Does anyone have any information/know where I can find information about preprocessing eye data? For example, interpolation methods, filtering methods, general artifact detection, etc. I have developed a pretty rudimentary flow, but think the data quality could still be improved. Thanks!


  • Hi,

    There is very little standardization here. In part, this is because there are many different eye trackers that all have their own properties, and thus require different kinds of preprocessing.
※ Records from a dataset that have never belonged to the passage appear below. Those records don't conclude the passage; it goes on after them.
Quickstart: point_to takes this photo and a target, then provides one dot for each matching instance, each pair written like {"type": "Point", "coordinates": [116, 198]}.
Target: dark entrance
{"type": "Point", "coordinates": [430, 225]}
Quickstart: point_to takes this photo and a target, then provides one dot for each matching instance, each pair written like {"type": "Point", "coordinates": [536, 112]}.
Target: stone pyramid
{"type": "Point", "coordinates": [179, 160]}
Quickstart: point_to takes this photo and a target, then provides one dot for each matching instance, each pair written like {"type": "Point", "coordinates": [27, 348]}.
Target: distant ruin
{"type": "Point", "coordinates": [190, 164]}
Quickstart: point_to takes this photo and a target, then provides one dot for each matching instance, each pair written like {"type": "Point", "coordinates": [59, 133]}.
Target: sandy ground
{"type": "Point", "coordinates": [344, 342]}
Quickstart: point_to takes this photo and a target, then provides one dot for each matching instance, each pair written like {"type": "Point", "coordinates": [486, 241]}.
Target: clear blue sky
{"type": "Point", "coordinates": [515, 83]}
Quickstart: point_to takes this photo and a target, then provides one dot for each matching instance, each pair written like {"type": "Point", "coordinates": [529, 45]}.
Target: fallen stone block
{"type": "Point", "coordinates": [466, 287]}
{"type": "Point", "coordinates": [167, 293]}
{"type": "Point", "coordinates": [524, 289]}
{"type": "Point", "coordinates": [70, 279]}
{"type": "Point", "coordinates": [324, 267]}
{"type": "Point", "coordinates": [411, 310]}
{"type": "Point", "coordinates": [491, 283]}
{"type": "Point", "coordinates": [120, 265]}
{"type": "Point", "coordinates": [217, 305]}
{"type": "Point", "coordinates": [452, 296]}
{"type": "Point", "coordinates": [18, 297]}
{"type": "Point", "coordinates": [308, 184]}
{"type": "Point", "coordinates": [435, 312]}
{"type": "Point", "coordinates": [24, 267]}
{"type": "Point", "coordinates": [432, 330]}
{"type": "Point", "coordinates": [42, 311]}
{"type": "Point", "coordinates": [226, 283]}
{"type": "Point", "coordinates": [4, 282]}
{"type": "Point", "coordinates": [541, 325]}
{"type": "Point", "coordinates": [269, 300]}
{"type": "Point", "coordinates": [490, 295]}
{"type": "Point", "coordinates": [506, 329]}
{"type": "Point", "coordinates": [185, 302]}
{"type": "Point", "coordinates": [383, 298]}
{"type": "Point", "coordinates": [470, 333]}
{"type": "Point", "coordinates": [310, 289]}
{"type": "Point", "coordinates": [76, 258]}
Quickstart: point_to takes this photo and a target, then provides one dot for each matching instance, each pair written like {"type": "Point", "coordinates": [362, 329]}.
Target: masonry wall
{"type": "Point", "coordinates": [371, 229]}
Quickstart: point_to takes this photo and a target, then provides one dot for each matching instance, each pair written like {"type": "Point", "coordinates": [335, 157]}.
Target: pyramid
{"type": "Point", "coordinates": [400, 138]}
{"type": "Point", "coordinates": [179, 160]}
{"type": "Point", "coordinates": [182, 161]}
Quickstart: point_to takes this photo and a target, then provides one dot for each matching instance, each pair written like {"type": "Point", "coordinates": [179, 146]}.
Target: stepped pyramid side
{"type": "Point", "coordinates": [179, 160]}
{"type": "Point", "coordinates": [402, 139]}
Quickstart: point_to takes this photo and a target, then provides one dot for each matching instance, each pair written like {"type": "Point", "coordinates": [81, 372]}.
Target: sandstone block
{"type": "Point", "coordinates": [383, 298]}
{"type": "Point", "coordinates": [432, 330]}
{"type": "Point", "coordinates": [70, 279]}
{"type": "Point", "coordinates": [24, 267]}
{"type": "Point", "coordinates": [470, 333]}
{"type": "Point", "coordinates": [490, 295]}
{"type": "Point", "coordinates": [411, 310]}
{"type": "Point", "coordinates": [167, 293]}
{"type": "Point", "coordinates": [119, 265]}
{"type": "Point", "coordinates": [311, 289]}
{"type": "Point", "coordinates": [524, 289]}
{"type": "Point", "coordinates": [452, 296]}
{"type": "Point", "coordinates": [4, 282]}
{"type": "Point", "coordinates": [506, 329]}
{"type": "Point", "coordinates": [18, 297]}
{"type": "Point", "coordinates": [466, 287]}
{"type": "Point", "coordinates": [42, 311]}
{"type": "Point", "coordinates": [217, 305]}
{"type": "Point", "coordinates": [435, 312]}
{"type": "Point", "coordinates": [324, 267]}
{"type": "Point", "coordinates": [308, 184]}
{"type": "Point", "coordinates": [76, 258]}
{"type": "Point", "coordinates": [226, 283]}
And the analysis also depends on the experiment and the question that you want to answer.

    So I would first narrow the question down:

    • What eye tracker are you using?
    • What does your experiment look like?
    • What kind of data do you want to extract?

    One book that may interest you is Eye Tracking: A comprehensive guide to methods and measures by (among others) Kenneth Holmqvist. I haven't read it myself, but it's a technical guide to eye tracking.


  • We are using the EyeTribe.

    During the experiment, the participant uses a chin rest while they perform a go/no go task.

    We are primarily interested baseline pupil size before each stimulus presentation.

    We are relatively new to python and pupil data, and we're using jupyter and pandas to process the data. Here is a link to the current version of the flow. (warning, it's very ugly/inefficient and there is a lot of stuff I am just fiddling around with in there - I will neaten it up once we have a finalized process). Both the eye tracking data as well as task performance are logged to the same tsv.
    As a summary, currently we do something like the following
    1. identify blinks (zero's in a somewhat arbitrary column)
    2. clear some samples around the blinks in pupil size series (about 200ms)
    3. linearly interpolate all zeroes in pupil size
    4. filter pupil size using scipy filtfilt
    5. z-score pupil size
    6. Calculate average zscore for each trial
    There are a few other things done but those are the most important steps.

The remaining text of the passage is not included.